I use the term Progressive Scaffolding and Evaluation (PSE) to describe a skills development process where students are participants in a process to help each other while developing the evaluation criteria which will be used in their final project assessment.
This is a strategy I use in OD-650 Strategic Communication where students develop live or online video presentation skills depending on the format of the course. These student presentations are on topics related to diversity, communicating effectively, persuasion, negotiation, and managing conflict. The presentations are an important knowledge sharing component within the design of the course but also are designed to help students develop professional presentation skills.
Effectively communicating is a complex endeavor. There is no set process guaranteeing success and often students have little in the way of heuristics that guides them in what is acceptable and not acceptable in professional presentations. This approach not only helps build presenting skills but more importantly it help conceptualize best practices.
Associate Learning Theory
Constructivism: learners are actively involved in the construction of knowledge. It requires critical thinking and is most successful through a scaffolding strategy (e.g. zone of proximal development) where students help each other.
The approach works best in situations where students are developing knowledge and skills in complex domains. In this example students conceptualize heuristics or best practices of presenting. It requires students to research, discuss, and think critically about what is acceptable and not acceptable in professional presentations.
The technique is less effective where tasks are already clearly defined and compliance to set standards are required though it could be used to help students understand why such restrictions are in place.
Strategic Communication requires a number of communication and higher level thinking ILOs that can be accomplished through the presentation skills development components within the course. These include:
Employ active listening techniques, including summarizing, paraphrasing, questioning, and nonverbal response.
Make a clear, well-organized verbal presentation.
Use group process skills.
Make and evaluate decisions based on appropriate criteria and projected consequences.
Students are asked to make three short presentations. The first two presentations are graded on participation only while the third presentation is graded on an evaluation rubric constructed by the students.
Process of skills development transitions from low-risk activities to graded performance activity. Time for failure, feedback, and corrections.
Scaffolding process transitions from individual assignment to dyadic interactions to group presentations.
Students are engaged throughout the process in identifying and refining criterion used in the final evaluation of professional presentations.
Example in OD-650 Strategic Communication
This example occurs in four phases:
Within few days of starting the course students are asked to give a 30 second or less presentation instructing themselves to the class as part of an ice-breaker activity. No guidance, no expectations, and no grades; therefore no risk. For online courses this helps identify any students who may have technical challenges in creating an online media file giving us enough time to resolve problems if needed.

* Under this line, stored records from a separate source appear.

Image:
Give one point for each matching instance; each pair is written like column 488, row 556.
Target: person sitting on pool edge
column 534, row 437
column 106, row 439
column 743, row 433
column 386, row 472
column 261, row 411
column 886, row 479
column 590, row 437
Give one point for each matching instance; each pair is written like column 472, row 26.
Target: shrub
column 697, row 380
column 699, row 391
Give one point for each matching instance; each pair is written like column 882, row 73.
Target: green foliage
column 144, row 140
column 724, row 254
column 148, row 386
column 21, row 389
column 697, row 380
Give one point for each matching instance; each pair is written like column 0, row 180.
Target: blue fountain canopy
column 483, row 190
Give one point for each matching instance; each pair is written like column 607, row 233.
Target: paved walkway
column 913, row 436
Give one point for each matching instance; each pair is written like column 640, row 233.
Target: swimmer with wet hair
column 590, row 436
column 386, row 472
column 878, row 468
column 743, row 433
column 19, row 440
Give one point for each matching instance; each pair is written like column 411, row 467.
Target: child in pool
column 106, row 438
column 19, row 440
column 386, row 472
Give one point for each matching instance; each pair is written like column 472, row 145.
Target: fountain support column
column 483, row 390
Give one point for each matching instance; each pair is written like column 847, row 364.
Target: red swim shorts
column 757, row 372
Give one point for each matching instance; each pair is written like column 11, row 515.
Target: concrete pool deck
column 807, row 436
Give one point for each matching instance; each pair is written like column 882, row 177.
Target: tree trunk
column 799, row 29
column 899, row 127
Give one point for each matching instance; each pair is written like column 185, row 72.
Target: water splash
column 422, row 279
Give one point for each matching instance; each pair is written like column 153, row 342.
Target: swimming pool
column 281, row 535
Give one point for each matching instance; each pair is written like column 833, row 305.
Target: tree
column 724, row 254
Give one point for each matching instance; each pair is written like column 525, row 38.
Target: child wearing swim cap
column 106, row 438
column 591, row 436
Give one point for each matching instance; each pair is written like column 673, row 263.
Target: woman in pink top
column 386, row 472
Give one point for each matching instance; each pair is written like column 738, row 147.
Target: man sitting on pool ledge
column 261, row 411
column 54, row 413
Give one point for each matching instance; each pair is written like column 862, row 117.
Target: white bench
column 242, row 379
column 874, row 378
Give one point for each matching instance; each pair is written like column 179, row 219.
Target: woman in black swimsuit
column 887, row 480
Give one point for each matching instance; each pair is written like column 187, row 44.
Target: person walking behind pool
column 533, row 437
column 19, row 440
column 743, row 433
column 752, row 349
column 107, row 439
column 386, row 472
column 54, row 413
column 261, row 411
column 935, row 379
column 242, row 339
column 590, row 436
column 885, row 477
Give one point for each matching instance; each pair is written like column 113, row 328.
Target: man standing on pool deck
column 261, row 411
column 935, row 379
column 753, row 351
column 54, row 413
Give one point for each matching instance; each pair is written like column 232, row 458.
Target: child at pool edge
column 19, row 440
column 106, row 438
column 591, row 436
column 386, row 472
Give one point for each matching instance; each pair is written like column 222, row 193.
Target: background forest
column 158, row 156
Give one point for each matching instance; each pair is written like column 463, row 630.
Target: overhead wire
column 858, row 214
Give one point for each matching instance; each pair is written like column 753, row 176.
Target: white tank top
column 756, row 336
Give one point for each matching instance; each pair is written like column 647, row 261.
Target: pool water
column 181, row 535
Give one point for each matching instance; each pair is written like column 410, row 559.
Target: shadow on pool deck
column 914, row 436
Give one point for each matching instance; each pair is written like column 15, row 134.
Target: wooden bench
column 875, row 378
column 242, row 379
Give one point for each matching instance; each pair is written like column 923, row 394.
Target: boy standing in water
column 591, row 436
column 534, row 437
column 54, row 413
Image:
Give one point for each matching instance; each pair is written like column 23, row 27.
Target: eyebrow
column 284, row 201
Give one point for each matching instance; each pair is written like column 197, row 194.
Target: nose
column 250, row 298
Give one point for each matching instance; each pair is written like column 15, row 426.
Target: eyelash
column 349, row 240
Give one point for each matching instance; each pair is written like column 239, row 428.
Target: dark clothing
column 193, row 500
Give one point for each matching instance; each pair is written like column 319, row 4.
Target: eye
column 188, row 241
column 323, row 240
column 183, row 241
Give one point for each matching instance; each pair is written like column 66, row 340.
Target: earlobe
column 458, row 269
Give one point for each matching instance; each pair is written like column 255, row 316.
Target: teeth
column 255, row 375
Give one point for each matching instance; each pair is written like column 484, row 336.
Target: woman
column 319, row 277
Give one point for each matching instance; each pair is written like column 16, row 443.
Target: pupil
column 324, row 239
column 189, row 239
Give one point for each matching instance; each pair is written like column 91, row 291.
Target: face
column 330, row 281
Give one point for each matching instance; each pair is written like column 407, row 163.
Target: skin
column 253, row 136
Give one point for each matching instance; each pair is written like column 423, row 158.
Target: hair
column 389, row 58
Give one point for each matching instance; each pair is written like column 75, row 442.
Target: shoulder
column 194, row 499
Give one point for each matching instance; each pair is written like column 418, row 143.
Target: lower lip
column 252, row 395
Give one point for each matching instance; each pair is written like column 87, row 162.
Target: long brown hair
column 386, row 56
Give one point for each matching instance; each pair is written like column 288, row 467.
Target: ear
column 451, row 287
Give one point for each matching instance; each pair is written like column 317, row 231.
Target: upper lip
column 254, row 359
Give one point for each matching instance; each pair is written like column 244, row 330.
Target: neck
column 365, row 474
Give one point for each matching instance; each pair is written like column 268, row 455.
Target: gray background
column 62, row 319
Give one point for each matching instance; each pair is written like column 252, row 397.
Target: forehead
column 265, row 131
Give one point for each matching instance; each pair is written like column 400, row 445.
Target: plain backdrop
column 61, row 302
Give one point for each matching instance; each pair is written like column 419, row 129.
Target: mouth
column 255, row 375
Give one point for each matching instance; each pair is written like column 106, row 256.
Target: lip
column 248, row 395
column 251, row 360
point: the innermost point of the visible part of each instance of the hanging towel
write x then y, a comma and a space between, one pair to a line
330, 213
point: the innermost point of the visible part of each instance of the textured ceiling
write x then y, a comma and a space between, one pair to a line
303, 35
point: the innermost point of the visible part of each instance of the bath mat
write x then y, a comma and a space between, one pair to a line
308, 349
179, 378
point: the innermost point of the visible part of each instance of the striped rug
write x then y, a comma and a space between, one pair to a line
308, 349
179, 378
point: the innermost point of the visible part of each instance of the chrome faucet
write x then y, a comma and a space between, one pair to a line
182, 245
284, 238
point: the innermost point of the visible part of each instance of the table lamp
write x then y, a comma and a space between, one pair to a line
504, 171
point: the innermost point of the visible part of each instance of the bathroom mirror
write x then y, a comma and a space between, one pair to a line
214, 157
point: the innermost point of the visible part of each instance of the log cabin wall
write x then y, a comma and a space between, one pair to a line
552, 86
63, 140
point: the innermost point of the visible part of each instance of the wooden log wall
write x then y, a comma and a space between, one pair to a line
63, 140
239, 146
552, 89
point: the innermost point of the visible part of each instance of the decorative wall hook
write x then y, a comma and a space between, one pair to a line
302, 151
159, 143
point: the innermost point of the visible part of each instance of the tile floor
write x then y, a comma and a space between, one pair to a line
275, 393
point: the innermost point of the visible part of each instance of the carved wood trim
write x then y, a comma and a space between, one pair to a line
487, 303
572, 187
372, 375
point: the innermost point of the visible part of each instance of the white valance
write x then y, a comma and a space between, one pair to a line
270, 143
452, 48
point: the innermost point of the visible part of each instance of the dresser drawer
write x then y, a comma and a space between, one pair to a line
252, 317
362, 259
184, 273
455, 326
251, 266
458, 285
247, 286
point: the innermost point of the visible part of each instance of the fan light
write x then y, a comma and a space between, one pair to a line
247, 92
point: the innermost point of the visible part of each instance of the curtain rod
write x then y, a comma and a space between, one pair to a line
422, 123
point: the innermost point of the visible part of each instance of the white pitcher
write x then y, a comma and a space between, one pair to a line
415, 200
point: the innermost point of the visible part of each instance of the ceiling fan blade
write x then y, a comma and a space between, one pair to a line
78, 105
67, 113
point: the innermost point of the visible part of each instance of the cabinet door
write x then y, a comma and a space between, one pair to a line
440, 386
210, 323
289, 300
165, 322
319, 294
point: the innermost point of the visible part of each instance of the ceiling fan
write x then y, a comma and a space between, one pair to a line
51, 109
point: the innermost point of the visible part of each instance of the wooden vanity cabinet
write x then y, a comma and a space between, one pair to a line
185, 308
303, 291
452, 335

The first speaking assignment is a 1 minute presentation created on video whether in class or online. I let the students know that the only person who will review is the instructor. The only grade is for participation. This is a low risk activity designed to give initial feedback. From this students are aware of themselves and possible criteria that may be used to describe levels of accomplishment. Following this assignment students are formed into groups and asked to create an evaluation rubric for professional presentations. The deliverable is an initial draft of the rubric. Grading for both the presentation and collaboration are based on participation only. Students have practical experience that helps as they engage in abstract conceptualization.
The second speaking assignment is a 3 minute presentation which students make within their groups. Students use the first draft of the valuation rubric to evaluate each other. Group activities include time to discuss and refine their rubric criteria. Grading is based on participation only. In terms of Vygotsky’s zone of proximal development, the collaboration helps students learn how to improve their presentation skills which they unlikely would have difficulty doing on their own.
The third speaking assignment is a 5 minute presentation to the class. Students are allowed to give constructive feedback to each other and the actual grade for the assignment is based on a rubric that was constructed from the individual group efforts. Whether online or in class, the presentations are recorded so students can review their own performance afterwards based on the evaluation criteria they collaborated on during the process.